We have introduced an era in which data in health care is measured in Exabytes – general, images, clinical notes, laboratories and signals from each continent. At Sophia Genetics we have just reached the milestone of analyzing 2 million patient profiles. It is a number that was unimaginable ten years ago.
Yet the value of data is not in volume. It is what you do with it. Insight is only important if it changes a solution, shortens a diagnostic odyssey or opens a new chance for a patient.
It is time to go from conversation to action. Too often insights get trapped in institutional silos or left in endless pilot projects, just out of reach of the people they need.
3 ways in which AI is already transforming medicine
Nowadays, for example, technology can connect a patient in São Paulo with expertise in Seoul, who discovers patterns that are invisible to the human eye. Here are different ways in which AI now helps.
1. Improvement of diagnostic accuracy: AI algorithms, in particular those based on deep learning, have shown remarkable accuracy in diagnosing diseases of medical images and test results. These systems are trained on huge data sets, so that they can recognize patterns and deviations that can be missed by the human eye. In dermatology, for example, AI systems have trained on images of skin lesions to detect skin cancer, such as melanoma, with high levels of precision.

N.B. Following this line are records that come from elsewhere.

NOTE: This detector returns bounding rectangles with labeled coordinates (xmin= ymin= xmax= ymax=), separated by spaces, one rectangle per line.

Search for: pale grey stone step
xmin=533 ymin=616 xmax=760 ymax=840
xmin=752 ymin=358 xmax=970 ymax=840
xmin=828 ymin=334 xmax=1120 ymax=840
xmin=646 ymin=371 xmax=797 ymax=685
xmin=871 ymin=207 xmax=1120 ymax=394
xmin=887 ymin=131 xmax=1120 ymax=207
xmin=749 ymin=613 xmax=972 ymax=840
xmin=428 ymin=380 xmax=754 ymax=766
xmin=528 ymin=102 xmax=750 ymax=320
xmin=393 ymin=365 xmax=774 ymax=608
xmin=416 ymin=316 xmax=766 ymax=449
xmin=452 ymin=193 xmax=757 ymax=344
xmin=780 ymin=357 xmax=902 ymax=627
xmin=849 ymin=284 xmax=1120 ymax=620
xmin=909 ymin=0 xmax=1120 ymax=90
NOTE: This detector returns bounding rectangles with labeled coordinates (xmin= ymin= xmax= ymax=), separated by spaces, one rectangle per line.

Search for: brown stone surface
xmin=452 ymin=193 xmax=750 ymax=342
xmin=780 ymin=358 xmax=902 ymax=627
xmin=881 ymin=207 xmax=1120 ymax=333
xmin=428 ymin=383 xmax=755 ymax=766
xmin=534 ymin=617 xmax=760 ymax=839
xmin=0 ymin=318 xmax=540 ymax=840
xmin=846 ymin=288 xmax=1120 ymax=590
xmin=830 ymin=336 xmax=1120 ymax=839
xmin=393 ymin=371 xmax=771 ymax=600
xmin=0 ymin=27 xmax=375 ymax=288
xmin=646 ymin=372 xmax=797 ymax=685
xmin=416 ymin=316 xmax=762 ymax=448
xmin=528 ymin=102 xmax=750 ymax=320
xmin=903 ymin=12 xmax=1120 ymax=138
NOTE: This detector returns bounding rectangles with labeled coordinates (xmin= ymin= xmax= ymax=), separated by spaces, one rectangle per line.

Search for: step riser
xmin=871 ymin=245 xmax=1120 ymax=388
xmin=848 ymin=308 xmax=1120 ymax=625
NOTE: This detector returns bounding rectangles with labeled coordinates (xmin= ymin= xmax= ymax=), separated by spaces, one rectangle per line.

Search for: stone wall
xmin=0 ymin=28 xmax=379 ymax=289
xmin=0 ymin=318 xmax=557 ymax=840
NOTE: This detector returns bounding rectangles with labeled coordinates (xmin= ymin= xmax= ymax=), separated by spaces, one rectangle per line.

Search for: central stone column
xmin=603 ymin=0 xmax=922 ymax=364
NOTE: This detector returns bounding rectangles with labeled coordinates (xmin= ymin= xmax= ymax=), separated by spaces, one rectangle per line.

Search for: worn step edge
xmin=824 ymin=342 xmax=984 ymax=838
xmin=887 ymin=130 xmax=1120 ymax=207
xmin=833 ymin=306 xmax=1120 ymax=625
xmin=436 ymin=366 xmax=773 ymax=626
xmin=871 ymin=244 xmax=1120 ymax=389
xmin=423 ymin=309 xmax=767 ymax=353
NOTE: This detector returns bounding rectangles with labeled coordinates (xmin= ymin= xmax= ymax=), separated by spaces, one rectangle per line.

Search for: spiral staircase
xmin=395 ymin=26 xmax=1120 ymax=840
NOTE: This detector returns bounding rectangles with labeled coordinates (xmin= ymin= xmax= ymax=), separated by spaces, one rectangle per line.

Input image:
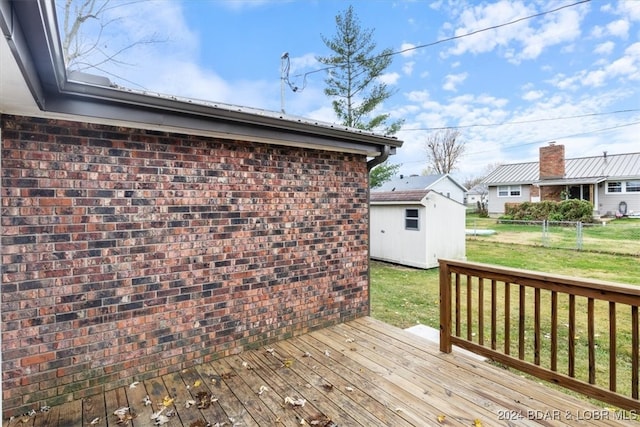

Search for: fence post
xmin=439 ymin=260 xmax=452 ymax=353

2. Improvement of cancer prevention: AI techniques can be used to screen individuals on genomic markers and to develop personalized scores for the forecast of cancer. This proactive approach can help younger patients screen on genomic predisposition, thereby establishing them to make informed prevention decisions and to follow their health proactively.
3. Making customized treatments on genomic profiles: One of the most important applications of AI is in the field of genomics. AI can analyze enormous genomic data sets to identify mutations and variations that can influence the response of an individual to certain treatments. Our Sophia DDM product can, for example, identify specific genomic markers that are sensitive to targeted cancer therapies, which increases the efficacy of treatment and the risk of side effects is minimized, for a more effective and safer treatment plan for patients.
To scale up these AI applications, there are many legal and compliance barriers to overcome. This requires investments in data security, creating clear guidelines, data security measures and ensuring that clinicians are fully trained.
Our goal should be to create a regulation environment that promotes innovation, while patient data is protected and promotes the trust of the public. We must democratize this powerful data to enable more doctors, practices and hospitals to include AI in daily clinical use, so that a larger number of patients have access to data -driven medicine, not just a select number.
My message for governments that invest in AI is clear: balance investing in future AI tools with validating existing solutions that have been proven to improve the results of the patient. Build the bridges that convert through breaches into benefits, so that data -driven medicine becomes a reality for each patient.
Jurgi Camblong is co -founder and CEO of Sophia Genetics.